$$\frac{(2t+1)e^{2t}}{(t+1)^2}$$ I came across this integral to solve a differential equation, but I have no clue how to actually integrate this. I know the answer should be $e^{2t}/(t+1)$. I have tried substitution and integration by parts, but neither seem to make the problem any easier.

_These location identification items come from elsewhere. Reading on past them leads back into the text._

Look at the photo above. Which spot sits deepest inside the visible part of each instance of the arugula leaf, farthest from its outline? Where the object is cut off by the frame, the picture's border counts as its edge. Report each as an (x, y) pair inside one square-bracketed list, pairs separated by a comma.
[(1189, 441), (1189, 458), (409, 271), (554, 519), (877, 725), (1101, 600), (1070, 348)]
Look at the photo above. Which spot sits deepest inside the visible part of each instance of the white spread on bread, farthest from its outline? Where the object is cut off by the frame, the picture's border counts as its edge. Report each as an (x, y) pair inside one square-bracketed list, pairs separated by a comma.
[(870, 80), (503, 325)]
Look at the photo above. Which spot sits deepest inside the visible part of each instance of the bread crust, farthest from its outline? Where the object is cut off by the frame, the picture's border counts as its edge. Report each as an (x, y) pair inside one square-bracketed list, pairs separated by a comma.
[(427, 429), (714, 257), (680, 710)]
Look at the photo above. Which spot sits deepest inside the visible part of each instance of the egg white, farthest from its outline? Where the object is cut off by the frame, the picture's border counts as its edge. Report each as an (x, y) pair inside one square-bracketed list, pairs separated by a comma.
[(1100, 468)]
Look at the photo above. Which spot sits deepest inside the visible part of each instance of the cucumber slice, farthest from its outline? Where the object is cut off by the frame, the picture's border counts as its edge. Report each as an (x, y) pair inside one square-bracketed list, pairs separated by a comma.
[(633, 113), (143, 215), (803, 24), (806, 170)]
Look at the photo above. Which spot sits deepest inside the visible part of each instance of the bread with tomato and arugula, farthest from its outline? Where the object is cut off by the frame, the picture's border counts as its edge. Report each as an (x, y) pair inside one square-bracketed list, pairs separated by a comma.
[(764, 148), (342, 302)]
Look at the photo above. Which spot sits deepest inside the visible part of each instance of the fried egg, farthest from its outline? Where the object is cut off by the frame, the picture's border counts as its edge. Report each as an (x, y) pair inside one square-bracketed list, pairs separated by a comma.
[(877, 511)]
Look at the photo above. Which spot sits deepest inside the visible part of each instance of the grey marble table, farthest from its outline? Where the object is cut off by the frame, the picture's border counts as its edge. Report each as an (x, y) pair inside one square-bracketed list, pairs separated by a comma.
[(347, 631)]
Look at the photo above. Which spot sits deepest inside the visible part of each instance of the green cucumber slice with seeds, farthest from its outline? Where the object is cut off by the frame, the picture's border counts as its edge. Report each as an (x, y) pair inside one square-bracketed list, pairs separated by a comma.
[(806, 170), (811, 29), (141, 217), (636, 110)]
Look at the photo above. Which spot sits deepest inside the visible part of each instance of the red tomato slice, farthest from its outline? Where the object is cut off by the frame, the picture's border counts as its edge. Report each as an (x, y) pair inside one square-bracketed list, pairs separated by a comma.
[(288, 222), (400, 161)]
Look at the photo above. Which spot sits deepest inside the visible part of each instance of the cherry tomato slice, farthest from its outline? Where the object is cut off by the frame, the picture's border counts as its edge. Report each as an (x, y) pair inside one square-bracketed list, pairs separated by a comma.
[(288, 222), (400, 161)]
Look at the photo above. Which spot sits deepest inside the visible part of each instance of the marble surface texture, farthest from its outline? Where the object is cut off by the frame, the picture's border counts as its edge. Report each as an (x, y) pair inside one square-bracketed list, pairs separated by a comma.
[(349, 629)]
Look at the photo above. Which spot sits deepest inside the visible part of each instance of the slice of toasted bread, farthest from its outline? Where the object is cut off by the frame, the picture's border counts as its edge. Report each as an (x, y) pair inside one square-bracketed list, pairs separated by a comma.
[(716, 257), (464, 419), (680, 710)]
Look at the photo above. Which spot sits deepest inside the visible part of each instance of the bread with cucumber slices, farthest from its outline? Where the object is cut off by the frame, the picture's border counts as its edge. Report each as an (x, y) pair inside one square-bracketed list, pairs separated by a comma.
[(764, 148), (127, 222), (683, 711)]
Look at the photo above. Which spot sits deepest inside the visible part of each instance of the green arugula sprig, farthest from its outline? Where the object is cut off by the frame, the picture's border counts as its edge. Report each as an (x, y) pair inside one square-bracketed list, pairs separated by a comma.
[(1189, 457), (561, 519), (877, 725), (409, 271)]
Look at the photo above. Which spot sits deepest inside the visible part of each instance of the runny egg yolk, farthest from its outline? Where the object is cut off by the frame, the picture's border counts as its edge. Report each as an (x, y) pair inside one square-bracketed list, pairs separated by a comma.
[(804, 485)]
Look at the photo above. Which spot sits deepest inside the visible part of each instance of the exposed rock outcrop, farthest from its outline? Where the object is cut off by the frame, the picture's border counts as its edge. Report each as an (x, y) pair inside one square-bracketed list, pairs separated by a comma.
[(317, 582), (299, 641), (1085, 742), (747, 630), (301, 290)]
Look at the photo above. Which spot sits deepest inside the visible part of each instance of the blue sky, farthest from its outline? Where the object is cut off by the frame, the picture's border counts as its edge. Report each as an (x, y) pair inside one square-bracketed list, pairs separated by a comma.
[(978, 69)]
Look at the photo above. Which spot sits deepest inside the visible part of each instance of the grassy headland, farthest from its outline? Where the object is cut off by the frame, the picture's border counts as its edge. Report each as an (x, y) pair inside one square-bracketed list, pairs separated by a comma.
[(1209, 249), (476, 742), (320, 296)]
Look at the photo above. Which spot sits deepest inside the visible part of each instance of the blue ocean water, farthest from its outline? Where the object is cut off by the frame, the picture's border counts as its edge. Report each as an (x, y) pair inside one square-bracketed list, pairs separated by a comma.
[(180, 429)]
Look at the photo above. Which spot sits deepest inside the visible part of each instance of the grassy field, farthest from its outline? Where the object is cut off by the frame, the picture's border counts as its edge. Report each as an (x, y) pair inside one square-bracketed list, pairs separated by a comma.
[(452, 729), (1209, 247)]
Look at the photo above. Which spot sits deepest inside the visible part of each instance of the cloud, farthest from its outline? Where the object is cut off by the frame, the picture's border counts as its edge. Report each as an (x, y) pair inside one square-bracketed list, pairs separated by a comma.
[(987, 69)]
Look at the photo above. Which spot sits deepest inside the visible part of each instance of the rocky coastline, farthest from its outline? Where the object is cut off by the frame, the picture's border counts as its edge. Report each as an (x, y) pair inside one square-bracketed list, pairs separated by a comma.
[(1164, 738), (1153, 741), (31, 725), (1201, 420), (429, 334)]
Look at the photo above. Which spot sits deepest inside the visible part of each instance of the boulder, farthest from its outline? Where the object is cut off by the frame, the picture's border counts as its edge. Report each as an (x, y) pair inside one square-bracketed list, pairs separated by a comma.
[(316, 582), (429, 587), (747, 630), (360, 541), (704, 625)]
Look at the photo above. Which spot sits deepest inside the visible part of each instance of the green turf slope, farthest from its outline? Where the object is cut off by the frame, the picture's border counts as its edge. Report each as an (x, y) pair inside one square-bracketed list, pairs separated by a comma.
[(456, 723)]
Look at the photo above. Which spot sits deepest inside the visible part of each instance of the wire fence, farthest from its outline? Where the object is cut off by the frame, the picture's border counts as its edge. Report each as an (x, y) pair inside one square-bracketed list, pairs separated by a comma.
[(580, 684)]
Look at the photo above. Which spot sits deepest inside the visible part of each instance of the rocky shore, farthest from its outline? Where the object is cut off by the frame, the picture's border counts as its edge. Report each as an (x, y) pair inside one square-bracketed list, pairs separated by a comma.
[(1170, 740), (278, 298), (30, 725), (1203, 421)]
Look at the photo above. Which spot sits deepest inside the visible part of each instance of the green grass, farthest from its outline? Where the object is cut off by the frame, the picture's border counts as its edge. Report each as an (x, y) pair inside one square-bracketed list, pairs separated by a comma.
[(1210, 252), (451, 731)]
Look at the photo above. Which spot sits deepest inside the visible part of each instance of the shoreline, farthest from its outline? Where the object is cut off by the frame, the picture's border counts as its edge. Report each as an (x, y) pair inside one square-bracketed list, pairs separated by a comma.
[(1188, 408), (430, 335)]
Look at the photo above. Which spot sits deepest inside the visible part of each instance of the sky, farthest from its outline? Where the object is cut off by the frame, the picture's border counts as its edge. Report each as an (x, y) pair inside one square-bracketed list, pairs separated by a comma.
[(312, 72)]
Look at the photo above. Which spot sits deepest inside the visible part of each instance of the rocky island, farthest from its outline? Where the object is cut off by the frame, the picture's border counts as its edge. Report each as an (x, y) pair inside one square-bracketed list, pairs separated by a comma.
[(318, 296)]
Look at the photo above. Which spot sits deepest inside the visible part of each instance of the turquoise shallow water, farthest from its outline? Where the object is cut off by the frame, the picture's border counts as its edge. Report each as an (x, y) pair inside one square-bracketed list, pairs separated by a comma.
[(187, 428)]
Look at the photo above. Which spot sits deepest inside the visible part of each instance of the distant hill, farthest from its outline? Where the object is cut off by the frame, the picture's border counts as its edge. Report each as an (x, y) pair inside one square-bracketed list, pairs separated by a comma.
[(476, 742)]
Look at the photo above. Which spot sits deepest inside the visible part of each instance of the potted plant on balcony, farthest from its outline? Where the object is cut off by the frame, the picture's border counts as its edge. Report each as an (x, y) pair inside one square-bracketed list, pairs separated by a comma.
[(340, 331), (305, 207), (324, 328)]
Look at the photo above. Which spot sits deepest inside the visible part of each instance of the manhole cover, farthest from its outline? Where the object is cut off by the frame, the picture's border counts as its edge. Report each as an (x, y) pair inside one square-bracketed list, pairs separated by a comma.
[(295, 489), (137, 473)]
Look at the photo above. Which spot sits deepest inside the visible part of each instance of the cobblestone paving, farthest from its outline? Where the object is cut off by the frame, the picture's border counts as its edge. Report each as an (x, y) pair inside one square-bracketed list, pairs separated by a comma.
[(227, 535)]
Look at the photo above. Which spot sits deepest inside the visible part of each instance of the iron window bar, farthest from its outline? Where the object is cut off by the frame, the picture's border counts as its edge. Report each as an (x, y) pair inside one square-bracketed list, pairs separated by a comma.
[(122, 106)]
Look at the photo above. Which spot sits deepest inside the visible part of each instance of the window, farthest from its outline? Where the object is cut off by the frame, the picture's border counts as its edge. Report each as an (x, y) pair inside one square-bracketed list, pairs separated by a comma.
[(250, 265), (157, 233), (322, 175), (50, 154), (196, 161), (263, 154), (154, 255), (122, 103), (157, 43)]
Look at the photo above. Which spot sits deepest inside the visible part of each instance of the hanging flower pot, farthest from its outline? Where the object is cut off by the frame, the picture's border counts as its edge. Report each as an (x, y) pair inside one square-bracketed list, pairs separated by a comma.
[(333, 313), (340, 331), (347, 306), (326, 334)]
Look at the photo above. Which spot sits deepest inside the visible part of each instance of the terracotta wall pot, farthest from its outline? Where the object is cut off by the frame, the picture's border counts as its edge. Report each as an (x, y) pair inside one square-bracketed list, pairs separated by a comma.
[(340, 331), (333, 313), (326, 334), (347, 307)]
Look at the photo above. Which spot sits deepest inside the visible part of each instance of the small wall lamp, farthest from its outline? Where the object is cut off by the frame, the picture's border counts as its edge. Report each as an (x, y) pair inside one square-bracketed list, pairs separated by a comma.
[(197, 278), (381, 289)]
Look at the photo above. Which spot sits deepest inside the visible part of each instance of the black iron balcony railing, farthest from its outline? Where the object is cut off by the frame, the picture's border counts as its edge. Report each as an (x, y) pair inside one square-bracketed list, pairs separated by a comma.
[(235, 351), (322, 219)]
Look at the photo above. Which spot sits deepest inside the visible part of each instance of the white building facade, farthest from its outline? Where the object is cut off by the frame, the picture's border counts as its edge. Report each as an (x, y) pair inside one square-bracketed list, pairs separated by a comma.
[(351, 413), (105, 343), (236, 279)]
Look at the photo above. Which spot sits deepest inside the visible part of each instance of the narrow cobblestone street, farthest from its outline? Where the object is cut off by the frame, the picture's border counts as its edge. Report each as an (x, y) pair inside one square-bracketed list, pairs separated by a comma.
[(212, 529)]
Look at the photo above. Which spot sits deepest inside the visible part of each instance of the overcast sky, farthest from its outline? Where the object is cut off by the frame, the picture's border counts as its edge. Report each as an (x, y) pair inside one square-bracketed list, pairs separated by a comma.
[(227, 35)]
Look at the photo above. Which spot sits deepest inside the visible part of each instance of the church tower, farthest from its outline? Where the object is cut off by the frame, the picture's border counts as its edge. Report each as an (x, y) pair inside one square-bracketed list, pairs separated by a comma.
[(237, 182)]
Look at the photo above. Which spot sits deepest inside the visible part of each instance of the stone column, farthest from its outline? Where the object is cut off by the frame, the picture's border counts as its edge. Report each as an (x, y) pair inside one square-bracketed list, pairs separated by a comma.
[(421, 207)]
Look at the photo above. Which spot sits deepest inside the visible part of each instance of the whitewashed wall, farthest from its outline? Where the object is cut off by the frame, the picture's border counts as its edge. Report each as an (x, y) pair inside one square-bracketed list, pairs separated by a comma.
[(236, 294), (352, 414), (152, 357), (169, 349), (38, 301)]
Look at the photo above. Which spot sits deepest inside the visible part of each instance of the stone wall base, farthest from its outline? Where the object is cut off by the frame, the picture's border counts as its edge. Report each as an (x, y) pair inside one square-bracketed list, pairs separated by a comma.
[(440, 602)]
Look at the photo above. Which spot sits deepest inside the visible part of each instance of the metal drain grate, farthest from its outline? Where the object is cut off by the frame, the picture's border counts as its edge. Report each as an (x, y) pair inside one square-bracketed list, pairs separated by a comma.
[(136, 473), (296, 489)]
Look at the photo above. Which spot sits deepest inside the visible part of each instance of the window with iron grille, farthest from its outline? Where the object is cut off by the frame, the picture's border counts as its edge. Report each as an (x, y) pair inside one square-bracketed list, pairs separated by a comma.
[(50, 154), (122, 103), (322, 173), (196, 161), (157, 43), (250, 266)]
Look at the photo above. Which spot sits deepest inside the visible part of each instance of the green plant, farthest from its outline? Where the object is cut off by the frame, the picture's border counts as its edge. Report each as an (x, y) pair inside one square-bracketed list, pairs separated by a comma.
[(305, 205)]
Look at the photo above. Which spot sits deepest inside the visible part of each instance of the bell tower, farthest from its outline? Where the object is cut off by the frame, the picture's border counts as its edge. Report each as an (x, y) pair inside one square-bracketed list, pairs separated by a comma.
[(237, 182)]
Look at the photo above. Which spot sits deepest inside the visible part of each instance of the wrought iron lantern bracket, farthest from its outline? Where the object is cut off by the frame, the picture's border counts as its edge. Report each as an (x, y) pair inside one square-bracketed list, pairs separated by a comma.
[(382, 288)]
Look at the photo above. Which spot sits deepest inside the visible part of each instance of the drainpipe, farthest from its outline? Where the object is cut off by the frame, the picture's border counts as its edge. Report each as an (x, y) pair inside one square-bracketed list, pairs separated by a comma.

I have tried adding another $e^{2t}$ and subtracting it afterwards (like adding zero), but this too seemed to make the problem harder.
Is there a standard approach for this type of integral?
On
Setting $$t+1=u$$ then we get $$du=dt$$ and $$t=u-1$$ and our integral is given by $$\int\frac{(2u-1)e^{2(u-1)}}{u^2}du$$ can you proceed? and this integral can not expressed by the known elementary functions
On
HINT
Let's integrate by parts.
with:
$$f(t)={(2t+1)e^{2t}}$$
$$g'(t)=\frac{1}{(t+1)^2}\implies g(t)=-\frac{1}{(t+1)}$$
On
Note that $f$ is a fraction with denominator a square: $(t+1)^2$. Looking at the numerator, we see something similar to $t+1$ (that is, $2t+1$) multiplied with $e^{2t}$. Both these are characteristics of the quotient rule: $$\left(\frac fg\right)'=\frac{f'g-fg'}{g^2}$$ So we may try as an ansatz $$\frac{e^{2t}}{t+1}$$ and differentiating this does give $f$. You may not be as lucky as this in general, though.
Well the (very) fast way would be observing that: $$\left( \frac{e^{2t}}{t+1} \right)' = \frac{\left( 2t+1 \right) e^{2t}}{\left( t+1 \right)^2}$$ but you may not see this or may not want to depend on being able to see this.
Let $u=t+1 \iff t = u-1$ to get: $$\int \frac{\left( 2t+1 \right) e^{2t}}{\left( t+1 \right)^2} \,\mbox{d}t = \int \frac{\left( 2u-1 \right) e^{2u-2}}{u^2} \,\mbox{d}u $$ Now you can continue with integration by parts. Does that help?